Sol project summary for the last seventy two hours.

First, the local model stack was reorganized into explicit lanes instead of a single opaque backend. The live reasoning lane is now DeepSeek R1 Distill 7B on the local llama.cpp Vulkan runtime. The fast vision lane is Gemma 3 4B with its projector, and the primary vision lane is Qwen 3 VL 8B with its projector files staged in the local model registry.

Second, the website assistant architecture was consolidated. The dedicated /chat client and the floating desktop assistant in the main site shell now use the same same-origin backend service through /api/chat, the same local reasoning backend, the same retrieval path, and the same speech cache behavior.

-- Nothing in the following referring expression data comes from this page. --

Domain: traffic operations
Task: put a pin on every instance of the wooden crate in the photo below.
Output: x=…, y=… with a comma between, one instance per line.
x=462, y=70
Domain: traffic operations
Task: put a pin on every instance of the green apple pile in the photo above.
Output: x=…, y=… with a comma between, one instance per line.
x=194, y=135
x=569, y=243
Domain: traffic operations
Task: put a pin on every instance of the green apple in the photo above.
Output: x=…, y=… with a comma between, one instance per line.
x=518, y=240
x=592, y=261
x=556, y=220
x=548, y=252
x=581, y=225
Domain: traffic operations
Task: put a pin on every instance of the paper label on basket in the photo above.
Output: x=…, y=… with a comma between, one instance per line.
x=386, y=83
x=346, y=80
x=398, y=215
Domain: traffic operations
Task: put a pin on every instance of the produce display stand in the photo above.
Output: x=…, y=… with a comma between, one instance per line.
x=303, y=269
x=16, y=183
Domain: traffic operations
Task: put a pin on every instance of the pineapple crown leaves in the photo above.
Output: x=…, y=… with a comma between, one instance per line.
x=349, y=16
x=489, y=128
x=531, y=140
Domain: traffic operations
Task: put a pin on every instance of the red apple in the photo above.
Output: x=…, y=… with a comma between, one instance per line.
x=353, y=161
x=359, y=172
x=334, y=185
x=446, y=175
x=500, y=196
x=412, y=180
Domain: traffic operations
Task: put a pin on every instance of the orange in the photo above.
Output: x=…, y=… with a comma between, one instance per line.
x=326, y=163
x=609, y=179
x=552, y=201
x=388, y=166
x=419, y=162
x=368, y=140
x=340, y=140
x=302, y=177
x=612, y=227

Third, the public chat surface was expanded. The site now exposes a direct browser-openable JSON chat route at /api/chat/query, and a GPT Action importable schema at /chat-openapi.json. That combined schema now exposes query chat, chat health, query knowledge, and knowledge health in one Action import. The shared privacy policy was updated so both the knowledge action and the chat action describe the current public API behavior correctly.

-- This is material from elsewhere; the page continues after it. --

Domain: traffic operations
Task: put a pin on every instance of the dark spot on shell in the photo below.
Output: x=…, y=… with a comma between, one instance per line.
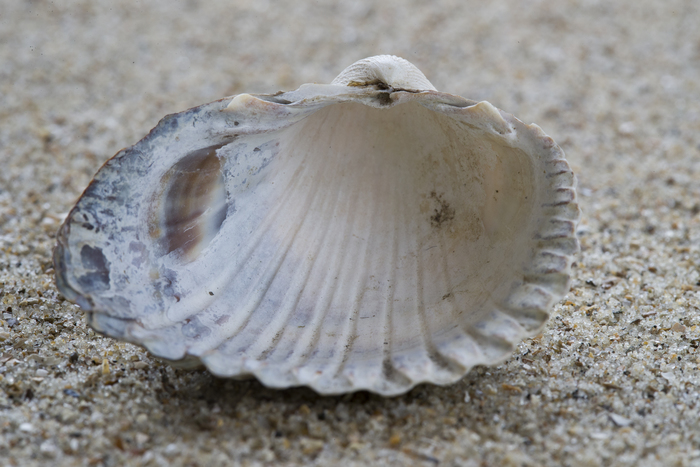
x=94, y=260
x=194, y=329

Fourth, the chat frontend and backend context handling were substantially improved. The /chat interface now sends structured page context that includes stack cards, debug metrics, diagnostics, and recent transcript context. Retrieval debug metadata now persists across reloads. The direct chat route now returns model-generated answers on cache miss and reuses a file-backed cache on identical repeated queries.

Fifth, grounding for direct text queries is richer than before. The backend now combines ranked embedding hits with current source-file contents for the top matching files when available, and with compact live site-state from site-metrics dot json. That means the model can distinguish archived snippets from the current file on disk, and it can answer greetings and diagnostics using current traffic and sensor context instead of generic assistant chatter.

Sixth, the low-signal greeting and diagnostic behavior was corrected. A greeting like hello now grounds against the archived hello friend motif when it is actually present in retrieval evidence, while also referencing current local metrics. Diagnostic requests now return system-status style answers instead of drifting into unrelated archive narratives.

Seventh, the floating desktop assistant inside the main shell was materially hardened. Page-summary turns now default to one-shot JSON instead of incurring SSE startup cost, streamed turns retry without stream if they fail or come back empty, and the streamed backend path now applies the same non-empty-answer retry guard as the non-stream route.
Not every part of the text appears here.